Maybe one of the coolest things about the EvoSep is how it really can allow us to minimize variables from one system to the next. You generally have the same column (or, at most, maybe 3 columns, which do make a serious difference, more on that some day), but the same flow rates, etc.,
Which can allow some head to head instrument comparisons that are hard to get otherwise!
Without further ado - ultra low level samples -
I don't have either, but I do have ProteomeXchange and
and
People who actually make their results publicly available!
As another front end bit of usefulness both studies used this amazing single cell sample prep front end
Which generates AMAZING SINGLE CELL PROTEOMICS DATA. No question. Amazing. Is it the most expensive way you can prep a single cell today? Also yes. But before we update a preprint with a new clear winner for absolutely most expensive single cell proteomics study ever performed (you can probably guess what mass spec was used...) we'll pull down a crapload of files from these studies and process them with the same workflow.

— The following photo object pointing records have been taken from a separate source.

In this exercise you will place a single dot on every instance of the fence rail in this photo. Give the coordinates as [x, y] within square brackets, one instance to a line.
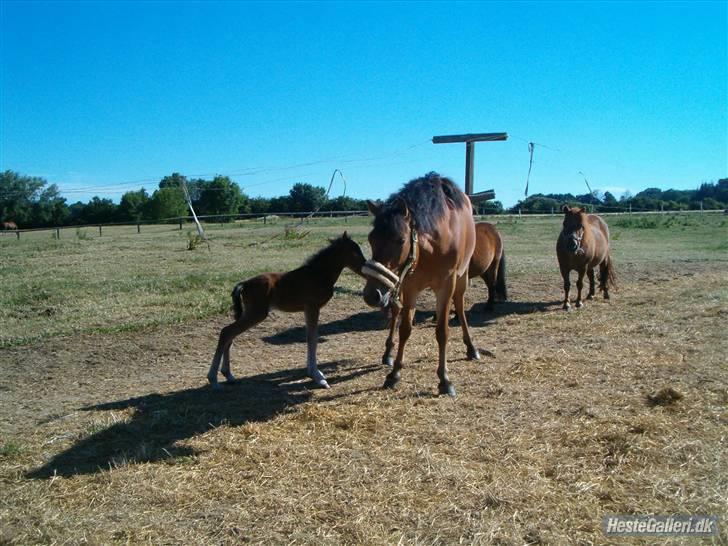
[266, 217]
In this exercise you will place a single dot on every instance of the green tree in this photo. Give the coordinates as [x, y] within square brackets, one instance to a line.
[98, 211]
[306, 198]
[167, 202]
[17, 195]
[219, 196]
[133, 206]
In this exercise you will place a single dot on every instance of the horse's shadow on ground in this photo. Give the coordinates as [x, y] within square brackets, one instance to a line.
[365, 321]
[160, 421]
[480, 315]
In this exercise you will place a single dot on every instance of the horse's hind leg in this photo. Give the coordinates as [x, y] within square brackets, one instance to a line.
[227, 335]
[387, 358]
[604, 278]
[590, 274]
[459, 300]
[489, 277]
[579, 286]
[312, 316]
[567, 287]
[444, 297]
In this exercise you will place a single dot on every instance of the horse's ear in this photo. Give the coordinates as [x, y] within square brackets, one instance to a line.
[373, 207]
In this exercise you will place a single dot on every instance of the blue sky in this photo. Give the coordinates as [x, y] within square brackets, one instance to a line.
[101, 98]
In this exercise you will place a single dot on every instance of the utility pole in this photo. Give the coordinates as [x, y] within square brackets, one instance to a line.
[470, 139]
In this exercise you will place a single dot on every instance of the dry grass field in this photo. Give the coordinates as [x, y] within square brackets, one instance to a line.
[110, 435]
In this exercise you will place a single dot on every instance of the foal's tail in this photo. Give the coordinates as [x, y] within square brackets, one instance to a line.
[501, 291]
[238, 299]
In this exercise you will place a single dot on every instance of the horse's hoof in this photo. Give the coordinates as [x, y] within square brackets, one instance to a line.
[390, 381]
[447, 388]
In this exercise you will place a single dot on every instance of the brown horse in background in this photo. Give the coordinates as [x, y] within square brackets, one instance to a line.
[423, 237]
[488, 262]
[306, 289]
[583, 244]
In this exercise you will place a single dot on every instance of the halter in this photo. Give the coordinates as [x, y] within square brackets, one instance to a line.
[578, 239]
[387, 277]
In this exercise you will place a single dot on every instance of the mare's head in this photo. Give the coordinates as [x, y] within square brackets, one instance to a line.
[350, 252]
[575, 227]
[391, 243]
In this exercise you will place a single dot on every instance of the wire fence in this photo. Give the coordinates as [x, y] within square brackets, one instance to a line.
[180, 222]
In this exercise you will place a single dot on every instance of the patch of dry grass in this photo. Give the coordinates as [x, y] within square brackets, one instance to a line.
[619, 407]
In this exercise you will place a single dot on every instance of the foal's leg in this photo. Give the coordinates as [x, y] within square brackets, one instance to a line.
[592, 291]
[405, 329]
[579, 286]
[312, 315]
[227, 335]
[387, 359]
[565, 272]
[604, 278]
[459, 300]
[444, 297]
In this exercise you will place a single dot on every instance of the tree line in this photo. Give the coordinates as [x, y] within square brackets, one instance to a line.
[31, 202]
[708, 196]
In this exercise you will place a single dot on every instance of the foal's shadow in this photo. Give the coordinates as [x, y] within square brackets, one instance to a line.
[480, 315]
[160, 421]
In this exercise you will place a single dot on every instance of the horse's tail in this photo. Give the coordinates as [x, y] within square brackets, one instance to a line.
[500, 282]
[238, 299]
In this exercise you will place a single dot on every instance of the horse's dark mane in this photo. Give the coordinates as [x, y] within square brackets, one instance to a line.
[426, 200]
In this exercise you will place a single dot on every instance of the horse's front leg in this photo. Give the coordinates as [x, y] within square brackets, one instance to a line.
[444, 297]
[387, 359]
[567, 287]
[312, 315]
[592, 286]
[405, 329]
[459, 300]
[579, 286]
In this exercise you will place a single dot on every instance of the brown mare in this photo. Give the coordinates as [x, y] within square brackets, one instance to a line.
[423, 237]
[488, 262]
[583, 245]
[306, 289]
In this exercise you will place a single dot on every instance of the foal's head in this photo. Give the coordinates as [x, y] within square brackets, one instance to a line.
[350, 251]
[574, 229]
[391, 242]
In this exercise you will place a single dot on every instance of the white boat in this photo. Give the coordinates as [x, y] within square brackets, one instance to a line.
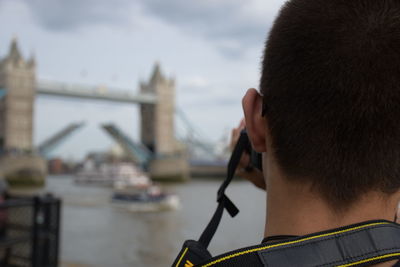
[134, 191]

Thank you DIA-NN 1.9.1 (also, after talking to Vadim I realized I should make separate library free libraries for each study, it does take into account whether you're using .d or .RAW when it makes the library. However, every other setting was left the same. Predicted off the same UniProt human library with all the same settings - and allowing DIA-NN to work out the appropriate windows for mass accuracy, etc., trying to be unbiased. Select file, select correct spectral library. Run. Wait. Again -boom - standardized data processing?
As an aside - wow - Ultra files take a lot longer to run in DIA-NN. The mass accuracy isn't quite as good which takes longer and then it's got to do the IMS comparisons. I thought the Astral files were straight up crashing because they were done so much faster without that 4th dimension to think about at all.

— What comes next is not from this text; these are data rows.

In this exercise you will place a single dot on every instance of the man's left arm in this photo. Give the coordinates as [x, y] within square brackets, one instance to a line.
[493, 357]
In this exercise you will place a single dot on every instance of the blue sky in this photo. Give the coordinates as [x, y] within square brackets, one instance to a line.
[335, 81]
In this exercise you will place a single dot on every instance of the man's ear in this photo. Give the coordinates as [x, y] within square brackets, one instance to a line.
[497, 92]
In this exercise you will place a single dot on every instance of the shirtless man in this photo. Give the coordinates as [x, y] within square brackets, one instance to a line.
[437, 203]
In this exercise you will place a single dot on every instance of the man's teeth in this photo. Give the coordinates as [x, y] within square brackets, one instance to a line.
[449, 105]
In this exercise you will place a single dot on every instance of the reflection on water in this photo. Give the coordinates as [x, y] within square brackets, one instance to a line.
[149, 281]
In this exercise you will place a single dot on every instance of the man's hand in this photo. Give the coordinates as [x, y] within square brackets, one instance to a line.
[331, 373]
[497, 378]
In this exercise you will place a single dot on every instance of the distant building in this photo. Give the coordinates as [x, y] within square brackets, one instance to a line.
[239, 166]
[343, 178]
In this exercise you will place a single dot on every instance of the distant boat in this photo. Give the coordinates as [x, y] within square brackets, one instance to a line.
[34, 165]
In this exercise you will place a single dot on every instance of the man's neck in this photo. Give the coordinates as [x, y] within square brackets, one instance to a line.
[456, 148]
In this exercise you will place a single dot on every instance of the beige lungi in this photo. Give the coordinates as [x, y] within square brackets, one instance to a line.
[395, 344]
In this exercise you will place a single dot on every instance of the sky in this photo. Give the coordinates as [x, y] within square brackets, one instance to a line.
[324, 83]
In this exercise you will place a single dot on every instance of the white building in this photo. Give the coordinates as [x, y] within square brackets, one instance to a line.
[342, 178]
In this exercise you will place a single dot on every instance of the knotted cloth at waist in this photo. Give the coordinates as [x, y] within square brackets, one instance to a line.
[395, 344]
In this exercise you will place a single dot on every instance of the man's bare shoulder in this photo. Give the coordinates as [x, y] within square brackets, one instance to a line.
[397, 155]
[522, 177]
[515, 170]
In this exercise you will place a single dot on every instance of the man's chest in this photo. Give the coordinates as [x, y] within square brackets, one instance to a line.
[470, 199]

40SPD Whisper (nonZoom) for both.
IonOpticks Aurora 15cm x 75um (which is Ultimate? Worth noting that they've updated their naming protocols for columns recently.)
You're talking absolutely neck and neck here. Edge goes to the Astral by a tiny amount maybe? I'm getting 3,200 protein groups on the Ultra(1) and about 3,400 on the Astral per cell. HOWEVER, the paper using the Astral is using HeLa cells which has a higher total protein content than the cells the Broad used in this powerful demonstration of the budgetary power these two groups have. I think I processed 6 random cells from the Bruker and maybe 12 from the Astral. Largely because of the time constraints mentioned above.
Both groups go to 80SPD in the study. Edge appears to go to the Astral at 1,200 protein groups/cell and 850/cell in the Ultra. Again, that might be the larger cell, but it is very difficult to tell. HeLa has this really useful smooth protein distribution, particularly in the high end, compared to most other cells which is why it's such a good cell type for demonstrating a proteomics method.
Wait. No plots and error bars? Yo, this is a blog post I'm writing while waiting for espresso to do magic stuff to my brain. If I felt smart enough to fire up GraphPad, I'll start doing actual work. I actually did a decent job on this comparison at the time because I thought I was going to buy one of these big heavy things this year.
Ultimately, these are always flawed comparisons so this is where I'm going to stop. You can go to ProteomeXchange and pull these down and process them yourselves. Both groups get much higher numbers than I do because they both generated actual libraries from their own data. We know that helps A LOT on the TOFs and generally less so with the Orbitrap data because we know what these predictors are based on - but the Astral isn't an Orbitrap and I don't thing we've got a good comparison? Today on what that difference is.
At the end, though, it's really cool to see that we - as consumer scientists - we have viable options for instrumentation. We can pick hardware because of how comfortable we are with the software interfaces, or for price or space considerations and then forget about the silly hardware arm's race and start doing biology with these things.
ALSO - HOW CRAZY IS THIS??? The QC we had at the core I worked at before I went back to fail in academia was 200 NANOGRAMS OF HeLa and 2 HOUR GRADIENTS. I wasn't getting 3,500 proteins on my hardware with that! The fact you can process an actual sample that is 1,000 times lower in concentration and get 3,500 proteins in less than 1 hours is absurdly amazing. I think about this all the time. Where else can you say, yeah, we got 1,000 times more sensitive and faster in like 5 years? Absurd. And all signs seem to indicate we aren't out of this exponential increase in hardware capabilities quite yet.